OPEN OCEAN DRIFT

cube_chla_curtain.jpg

OPEN OCEAN DRIFT

DEPLOYMENT EXAMPLE

PAYLOAD:

  • RBRmaestro CTD

  • Turner Cyclops 7-F ChlA

  • Turner Cyclops 7-F CDOM

  • Turner Cyclops 7-F Turbidity

  • JFE RINKO III Dissolved Oxygen Sensor

  • Nortek Signature1000

  • OSU chi-pod

INSTITUTION:

Scripps Institution of Oceanography, MOD Lab

DEPLOYMENT LOCATION:

Bay of Bengal

SCIENTIFIC SUMMARY:

The upper-ocean responds to, and influences, the atmosphere across a range of time scales. It is also home to important biogeochemical transformations that modulate the ocean’s impact on the carbon cycle, drives its productivity, and thus influence global fisheries, and controls the ventilation (oxygenation) of the ocean interior.  

Shown in Figure 1 is a 13-day Wirewalker drift deployment in a mesoscale eddy, and through a fresh filament in the Bay of Bengal. The Wirewalker performed 2,414 profiles to a depth of 100m that allowed for quantitative characterization of the vertical fluxes of heat and salt. The plot shows temperature (oC), salinity (PSU), chlorophyll-a (ug/L), and turbulent kinetic energy (W/kg). It was determined that the upper-ocean stratification was dominated by salinity, which is ultimately derived from freshwater input at the boundary of the basin and from the atmosphere. Turbulent exchanges between the upper ocean and the stratified interior were generally weak. Near inertial shear was elevated at the base of the mixed layer but not between the barrier layer and the continuously stratified interior.

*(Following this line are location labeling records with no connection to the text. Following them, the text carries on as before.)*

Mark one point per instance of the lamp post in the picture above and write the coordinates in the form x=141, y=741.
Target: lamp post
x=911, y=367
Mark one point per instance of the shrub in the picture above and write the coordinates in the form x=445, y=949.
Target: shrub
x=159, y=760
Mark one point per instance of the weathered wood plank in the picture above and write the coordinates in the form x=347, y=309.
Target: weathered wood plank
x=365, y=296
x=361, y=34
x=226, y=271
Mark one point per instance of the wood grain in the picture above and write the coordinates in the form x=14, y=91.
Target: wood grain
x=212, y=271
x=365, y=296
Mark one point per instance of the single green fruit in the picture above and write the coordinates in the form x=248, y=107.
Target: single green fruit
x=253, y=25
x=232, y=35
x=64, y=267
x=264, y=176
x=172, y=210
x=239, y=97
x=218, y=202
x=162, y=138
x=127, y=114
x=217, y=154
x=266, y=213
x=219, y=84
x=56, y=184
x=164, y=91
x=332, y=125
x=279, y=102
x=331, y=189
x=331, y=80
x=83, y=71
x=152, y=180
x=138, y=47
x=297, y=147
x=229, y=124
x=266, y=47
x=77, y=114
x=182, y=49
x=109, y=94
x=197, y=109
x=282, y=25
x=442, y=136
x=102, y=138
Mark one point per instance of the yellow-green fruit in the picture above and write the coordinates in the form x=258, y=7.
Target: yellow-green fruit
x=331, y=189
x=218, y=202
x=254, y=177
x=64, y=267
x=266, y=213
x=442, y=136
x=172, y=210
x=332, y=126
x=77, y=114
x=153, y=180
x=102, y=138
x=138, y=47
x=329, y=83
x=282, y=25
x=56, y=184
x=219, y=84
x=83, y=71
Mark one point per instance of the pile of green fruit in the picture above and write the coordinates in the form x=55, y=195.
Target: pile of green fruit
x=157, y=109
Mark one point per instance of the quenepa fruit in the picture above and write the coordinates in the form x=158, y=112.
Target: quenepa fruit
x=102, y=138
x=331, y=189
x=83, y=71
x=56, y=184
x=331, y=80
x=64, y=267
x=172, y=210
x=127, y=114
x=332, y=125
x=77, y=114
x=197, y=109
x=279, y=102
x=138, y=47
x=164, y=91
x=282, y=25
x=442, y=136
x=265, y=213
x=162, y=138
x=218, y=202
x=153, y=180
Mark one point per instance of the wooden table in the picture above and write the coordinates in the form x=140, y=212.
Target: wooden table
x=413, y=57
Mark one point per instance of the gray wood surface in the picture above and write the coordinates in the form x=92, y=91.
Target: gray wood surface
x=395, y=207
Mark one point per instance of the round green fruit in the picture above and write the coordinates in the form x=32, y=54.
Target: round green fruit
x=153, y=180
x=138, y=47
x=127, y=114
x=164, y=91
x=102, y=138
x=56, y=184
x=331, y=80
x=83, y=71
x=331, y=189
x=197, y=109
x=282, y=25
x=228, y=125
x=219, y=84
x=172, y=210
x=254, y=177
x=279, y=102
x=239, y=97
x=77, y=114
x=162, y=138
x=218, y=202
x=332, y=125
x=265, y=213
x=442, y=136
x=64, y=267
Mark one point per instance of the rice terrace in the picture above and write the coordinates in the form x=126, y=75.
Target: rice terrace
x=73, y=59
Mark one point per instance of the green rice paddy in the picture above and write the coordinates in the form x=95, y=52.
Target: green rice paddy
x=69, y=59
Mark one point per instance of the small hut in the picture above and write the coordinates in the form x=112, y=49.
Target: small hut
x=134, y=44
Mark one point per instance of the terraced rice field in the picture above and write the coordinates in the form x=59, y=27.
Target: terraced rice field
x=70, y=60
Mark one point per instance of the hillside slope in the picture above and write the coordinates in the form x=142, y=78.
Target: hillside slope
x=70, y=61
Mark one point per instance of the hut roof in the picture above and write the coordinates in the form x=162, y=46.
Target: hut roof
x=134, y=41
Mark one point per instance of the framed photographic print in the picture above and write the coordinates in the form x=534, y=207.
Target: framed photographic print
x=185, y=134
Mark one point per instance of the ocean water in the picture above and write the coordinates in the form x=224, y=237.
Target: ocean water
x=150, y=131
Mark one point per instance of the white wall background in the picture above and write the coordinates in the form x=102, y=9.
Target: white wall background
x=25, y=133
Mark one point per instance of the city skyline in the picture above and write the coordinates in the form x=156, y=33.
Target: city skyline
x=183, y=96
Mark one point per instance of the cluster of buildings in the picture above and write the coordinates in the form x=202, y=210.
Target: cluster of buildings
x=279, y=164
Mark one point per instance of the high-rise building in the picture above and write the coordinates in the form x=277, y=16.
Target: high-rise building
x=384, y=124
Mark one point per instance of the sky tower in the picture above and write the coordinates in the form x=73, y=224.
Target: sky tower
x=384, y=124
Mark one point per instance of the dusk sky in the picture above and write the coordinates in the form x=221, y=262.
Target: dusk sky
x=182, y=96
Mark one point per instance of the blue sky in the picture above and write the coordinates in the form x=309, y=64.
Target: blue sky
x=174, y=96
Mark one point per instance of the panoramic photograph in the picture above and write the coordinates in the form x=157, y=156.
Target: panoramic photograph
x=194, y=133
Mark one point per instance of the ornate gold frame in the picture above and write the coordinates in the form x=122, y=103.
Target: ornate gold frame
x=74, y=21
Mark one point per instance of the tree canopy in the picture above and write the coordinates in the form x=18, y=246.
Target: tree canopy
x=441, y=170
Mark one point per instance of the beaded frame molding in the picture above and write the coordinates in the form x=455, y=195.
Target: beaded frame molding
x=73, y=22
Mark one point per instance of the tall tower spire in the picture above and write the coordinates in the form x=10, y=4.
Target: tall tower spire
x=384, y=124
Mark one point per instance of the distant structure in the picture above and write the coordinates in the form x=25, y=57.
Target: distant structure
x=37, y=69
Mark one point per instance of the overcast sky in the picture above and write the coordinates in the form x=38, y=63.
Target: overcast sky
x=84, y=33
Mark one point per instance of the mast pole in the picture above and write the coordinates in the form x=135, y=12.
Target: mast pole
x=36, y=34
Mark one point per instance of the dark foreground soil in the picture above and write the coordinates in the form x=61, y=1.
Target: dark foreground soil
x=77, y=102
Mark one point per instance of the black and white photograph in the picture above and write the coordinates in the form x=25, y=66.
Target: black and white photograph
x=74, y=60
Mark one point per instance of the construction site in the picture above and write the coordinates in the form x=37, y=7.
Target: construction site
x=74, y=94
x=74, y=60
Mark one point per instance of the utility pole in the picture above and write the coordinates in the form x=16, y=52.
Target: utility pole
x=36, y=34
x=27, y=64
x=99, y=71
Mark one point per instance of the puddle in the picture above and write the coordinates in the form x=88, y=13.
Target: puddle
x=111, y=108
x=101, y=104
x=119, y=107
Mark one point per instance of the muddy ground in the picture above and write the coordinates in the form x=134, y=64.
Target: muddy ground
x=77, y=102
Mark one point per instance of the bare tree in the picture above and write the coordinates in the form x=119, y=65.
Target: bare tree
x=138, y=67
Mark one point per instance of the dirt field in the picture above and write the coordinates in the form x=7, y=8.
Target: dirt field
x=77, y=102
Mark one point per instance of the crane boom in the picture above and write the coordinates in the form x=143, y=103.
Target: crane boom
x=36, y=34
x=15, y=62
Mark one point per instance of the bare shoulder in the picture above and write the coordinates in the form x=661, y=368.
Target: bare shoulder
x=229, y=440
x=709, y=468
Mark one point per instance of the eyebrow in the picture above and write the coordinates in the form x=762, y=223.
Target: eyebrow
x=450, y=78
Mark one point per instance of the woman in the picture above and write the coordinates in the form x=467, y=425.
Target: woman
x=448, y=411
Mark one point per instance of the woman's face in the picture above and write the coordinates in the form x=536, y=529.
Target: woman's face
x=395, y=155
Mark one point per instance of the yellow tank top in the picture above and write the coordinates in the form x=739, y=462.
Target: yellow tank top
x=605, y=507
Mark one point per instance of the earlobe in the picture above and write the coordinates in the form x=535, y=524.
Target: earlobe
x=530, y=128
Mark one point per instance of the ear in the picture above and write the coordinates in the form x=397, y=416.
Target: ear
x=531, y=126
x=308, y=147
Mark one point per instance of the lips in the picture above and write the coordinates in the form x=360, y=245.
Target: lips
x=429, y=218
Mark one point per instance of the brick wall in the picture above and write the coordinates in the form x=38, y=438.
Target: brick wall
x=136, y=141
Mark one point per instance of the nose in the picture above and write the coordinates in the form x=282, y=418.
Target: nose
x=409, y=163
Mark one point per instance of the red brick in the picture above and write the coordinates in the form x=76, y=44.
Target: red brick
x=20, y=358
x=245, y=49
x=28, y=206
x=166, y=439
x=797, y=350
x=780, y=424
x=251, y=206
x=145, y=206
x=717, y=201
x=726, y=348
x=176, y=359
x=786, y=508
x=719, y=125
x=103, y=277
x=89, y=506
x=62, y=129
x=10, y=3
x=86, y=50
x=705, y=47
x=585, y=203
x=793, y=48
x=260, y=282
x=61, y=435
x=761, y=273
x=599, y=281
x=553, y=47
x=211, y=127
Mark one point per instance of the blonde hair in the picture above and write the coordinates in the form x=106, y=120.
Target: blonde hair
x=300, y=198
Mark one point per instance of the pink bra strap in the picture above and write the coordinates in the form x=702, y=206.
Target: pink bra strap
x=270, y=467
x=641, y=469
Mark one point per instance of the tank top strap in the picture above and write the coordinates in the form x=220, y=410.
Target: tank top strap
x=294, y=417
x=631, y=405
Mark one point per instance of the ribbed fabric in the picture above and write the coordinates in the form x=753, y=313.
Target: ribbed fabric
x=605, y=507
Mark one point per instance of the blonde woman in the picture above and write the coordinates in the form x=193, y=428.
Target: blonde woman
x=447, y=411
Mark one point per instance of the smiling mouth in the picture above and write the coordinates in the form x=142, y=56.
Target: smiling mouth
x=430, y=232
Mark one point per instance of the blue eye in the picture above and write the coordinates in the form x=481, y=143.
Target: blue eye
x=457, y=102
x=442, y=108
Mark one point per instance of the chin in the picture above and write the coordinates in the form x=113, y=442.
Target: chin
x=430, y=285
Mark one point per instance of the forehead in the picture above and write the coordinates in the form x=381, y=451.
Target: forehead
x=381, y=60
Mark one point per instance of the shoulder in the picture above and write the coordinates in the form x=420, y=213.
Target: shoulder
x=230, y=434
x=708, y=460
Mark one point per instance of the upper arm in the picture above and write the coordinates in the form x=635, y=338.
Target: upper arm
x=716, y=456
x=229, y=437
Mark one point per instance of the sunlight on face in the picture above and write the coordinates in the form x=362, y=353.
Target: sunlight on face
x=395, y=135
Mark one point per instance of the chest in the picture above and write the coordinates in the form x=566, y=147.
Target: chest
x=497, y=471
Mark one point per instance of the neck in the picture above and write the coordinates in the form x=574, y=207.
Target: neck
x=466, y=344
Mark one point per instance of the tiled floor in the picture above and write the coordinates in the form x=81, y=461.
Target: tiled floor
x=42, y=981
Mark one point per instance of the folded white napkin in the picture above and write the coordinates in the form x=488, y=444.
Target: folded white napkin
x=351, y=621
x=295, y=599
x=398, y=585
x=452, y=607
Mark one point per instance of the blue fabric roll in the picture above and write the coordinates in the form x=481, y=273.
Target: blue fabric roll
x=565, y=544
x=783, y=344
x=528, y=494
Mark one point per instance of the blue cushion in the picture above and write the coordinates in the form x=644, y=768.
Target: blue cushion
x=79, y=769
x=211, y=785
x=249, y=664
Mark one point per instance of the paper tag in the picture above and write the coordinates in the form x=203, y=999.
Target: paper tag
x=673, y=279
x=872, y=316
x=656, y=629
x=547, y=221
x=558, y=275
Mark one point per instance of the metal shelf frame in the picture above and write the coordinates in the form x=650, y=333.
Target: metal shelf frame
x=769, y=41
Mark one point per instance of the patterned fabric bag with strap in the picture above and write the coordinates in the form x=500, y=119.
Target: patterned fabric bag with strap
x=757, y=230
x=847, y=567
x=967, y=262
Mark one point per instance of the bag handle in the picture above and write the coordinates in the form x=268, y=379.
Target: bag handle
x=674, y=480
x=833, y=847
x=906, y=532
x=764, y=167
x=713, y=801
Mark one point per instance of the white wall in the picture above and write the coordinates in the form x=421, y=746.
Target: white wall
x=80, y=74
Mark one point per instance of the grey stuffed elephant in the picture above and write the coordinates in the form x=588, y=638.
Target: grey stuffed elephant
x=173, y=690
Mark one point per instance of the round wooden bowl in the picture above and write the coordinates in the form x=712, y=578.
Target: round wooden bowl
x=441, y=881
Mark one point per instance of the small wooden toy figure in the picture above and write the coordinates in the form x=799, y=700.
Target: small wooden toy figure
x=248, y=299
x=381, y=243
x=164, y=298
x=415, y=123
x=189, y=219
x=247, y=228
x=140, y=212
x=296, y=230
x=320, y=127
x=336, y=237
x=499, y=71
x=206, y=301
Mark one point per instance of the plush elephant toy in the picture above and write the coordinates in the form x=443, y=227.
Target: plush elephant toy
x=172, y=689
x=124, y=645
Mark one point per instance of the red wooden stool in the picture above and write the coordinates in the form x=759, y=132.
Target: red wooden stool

This suggests that multi-layer stratification may dampen the capacity of near-inertial oscillations to drive vertical exchange in the upper ocean in salinity structured systems such as the Bay of Bengal.

 

Figure 1 - 13-day Wirewalker drift deployment in a mesoscale eddy, and through a fresh filament in the Bay of Bengal.